If the solution is to give freely, why do we
still need new money at all? Why don’t we change over immediately to a gift
economy? This question is completely justified and is also discussed in circles
of alternative economic researchers. Interestingly, the question is always soon
raised regarding a regulator to document the services that have been rendered
and made use of. Some people suggest writing down simple figures: when a
certain service has been rendered we should, for example, credit an account
with +10. Then one person would have the figure +267 on their account and
another person –389. But what is that but money without a name?
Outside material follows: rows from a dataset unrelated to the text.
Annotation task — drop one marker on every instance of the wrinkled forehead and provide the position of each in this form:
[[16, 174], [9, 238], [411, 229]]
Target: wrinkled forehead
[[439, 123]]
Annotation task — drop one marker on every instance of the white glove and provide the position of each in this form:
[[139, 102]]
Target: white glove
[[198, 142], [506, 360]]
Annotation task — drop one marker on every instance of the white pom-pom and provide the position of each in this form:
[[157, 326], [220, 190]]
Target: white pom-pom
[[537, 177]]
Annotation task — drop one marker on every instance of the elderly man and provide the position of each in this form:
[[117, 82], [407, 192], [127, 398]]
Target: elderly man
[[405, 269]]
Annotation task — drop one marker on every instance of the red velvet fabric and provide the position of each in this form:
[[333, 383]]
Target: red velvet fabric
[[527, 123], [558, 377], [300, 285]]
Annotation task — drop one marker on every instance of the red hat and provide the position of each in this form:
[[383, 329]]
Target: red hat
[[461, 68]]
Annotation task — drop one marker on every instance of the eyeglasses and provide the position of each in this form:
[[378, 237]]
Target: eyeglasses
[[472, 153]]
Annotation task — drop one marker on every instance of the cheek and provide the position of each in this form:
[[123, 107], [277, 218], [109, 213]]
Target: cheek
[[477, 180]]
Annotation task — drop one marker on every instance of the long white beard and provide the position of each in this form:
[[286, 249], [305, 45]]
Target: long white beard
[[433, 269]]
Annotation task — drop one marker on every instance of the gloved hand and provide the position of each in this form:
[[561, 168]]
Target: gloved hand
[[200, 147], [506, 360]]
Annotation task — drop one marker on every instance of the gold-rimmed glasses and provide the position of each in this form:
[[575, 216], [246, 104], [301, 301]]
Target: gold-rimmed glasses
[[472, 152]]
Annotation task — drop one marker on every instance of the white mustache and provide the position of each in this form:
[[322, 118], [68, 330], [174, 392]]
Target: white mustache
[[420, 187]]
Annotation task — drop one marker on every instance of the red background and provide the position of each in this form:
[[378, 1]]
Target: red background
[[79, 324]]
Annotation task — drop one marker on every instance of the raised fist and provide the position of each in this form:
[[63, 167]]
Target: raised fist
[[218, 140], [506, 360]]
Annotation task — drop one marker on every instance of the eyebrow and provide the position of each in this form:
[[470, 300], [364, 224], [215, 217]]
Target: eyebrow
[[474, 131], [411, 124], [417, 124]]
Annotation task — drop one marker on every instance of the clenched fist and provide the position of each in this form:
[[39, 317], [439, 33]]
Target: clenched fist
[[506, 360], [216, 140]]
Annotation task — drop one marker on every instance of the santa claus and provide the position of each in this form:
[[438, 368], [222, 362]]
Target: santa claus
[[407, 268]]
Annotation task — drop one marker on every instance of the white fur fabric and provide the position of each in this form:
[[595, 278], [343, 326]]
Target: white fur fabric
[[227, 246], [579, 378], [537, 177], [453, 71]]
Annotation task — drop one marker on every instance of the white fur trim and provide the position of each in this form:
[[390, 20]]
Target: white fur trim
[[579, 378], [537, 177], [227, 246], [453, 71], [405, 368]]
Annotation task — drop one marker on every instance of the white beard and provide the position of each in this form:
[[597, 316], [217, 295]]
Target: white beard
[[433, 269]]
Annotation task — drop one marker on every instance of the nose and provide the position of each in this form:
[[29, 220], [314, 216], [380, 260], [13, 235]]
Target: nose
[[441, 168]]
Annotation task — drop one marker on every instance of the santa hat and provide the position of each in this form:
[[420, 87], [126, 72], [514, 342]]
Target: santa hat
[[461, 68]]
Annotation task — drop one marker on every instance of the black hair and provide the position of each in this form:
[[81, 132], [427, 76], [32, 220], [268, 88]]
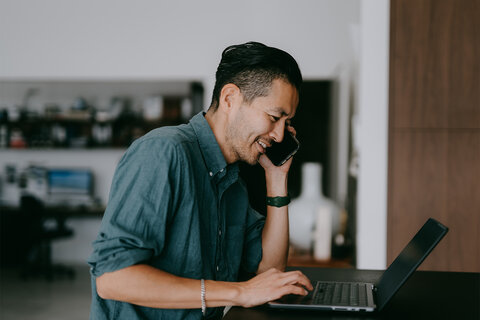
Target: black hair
[[252, 67]]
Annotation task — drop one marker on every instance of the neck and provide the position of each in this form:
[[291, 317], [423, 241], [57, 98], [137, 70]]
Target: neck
[[218, 123]]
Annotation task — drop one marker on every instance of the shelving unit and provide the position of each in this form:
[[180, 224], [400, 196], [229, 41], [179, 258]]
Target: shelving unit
[[91, 114]]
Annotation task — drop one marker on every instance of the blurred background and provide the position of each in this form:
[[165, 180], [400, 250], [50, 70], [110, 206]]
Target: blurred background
[[389, 117]]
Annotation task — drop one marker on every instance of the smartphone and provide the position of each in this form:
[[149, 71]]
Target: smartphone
[[279, 153]]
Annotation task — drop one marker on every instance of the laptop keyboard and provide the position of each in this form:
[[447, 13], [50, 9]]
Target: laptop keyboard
[[339, 294]]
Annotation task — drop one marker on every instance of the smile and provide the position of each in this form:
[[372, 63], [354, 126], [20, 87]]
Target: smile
[[262, 146]]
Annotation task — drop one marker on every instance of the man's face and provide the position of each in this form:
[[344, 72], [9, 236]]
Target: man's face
[[257, 125]]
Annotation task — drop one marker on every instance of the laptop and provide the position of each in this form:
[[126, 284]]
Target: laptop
[[369, 297]]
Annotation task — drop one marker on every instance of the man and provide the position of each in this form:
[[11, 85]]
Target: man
[[178, 227]]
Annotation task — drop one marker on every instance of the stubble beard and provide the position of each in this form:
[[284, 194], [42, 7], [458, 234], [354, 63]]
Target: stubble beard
[[242, 152]]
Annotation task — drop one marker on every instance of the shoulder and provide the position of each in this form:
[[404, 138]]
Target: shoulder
[[165, 143]]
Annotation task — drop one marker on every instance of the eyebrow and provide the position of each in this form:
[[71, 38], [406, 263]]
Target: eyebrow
[[279, 110]]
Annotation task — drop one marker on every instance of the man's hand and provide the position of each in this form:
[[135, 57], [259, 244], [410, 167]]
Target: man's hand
[[272, 285]]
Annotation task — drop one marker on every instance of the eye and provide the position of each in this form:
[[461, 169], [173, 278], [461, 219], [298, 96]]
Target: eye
[[274, 119]]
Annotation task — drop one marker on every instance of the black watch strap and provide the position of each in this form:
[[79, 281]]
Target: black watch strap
[[278, 201]]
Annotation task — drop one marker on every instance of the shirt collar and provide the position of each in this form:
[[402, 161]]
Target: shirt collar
[[211, 152]]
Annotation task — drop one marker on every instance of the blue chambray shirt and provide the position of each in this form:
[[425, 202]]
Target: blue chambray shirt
[[176, 205]]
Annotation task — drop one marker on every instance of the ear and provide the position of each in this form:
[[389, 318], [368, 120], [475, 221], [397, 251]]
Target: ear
[[230, 96]]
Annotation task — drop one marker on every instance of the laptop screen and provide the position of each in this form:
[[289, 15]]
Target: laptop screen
[[409, 259], [70, 181]]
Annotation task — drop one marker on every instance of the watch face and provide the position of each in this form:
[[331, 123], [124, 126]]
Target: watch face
[[279, 153]]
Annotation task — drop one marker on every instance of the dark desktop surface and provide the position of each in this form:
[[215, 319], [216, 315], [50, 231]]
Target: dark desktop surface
[[426, 295]]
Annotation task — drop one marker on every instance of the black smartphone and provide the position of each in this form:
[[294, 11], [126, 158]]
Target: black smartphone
[[279, 153]]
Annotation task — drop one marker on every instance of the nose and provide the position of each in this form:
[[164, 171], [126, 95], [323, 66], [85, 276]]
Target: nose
[[277, 132]]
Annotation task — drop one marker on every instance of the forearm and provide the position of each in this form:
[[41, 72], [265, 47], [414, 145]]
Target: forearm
[[150, 287], [275, 232]]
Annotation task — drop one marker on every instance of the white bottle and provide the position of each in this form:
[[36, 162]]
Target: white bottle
[[322, 236], [303, 210]]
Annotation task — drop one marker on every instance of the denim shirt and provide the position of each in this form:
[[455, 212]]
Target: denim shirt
[[176, 205]]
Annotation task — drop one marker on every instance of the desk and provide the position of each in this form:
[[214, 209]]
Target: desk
[[426, 295], [14, 243]]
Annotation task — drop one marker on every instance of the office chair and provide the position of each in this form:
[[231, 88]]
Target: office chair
[[38, 259]]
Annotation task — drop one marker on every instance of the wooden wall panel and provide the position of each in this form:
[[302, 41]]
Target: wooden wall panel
[[434, 55], [437, 175], [434, 128], [463, 200]]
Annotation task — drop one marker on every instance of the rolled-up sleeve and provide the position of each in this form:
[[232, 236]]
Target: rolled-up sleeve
[[139, 208], [252, 254]]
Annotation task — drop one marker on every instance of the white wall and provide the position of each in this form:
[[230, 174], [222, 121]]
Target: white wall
[[173, 40], [372, 112]]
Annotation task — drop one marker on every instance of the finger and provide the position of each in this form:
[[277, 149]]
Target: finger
[[297, 277], [293, 289]]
Money has proved itself for the documentation
of services and goods transactions. Even the advocates of a pure gift economy
cannot do without it. Sooner or later they invent a money equivalent, which
they may claim is not money although it fulfils similar functions. The gradido
is such a money equivalent. It is up to you whether you want to call it money
or not.
In this connection an important difference
between the gradido and conventional money must be pointed out. The old money
is a promissory note, a promise of services, a means of payments. The gradido
is by nature rather a documentation of services rendered or goods transactions.
If the services or goods are given voluntarily, meaning »donated«, the gradido
is not a means of payment but a »means of thanks«. With the gradido we are
gradually moving away from the old market economy, the »economy of buying and
paying«, in the direction of an »economy of donating and thanking«.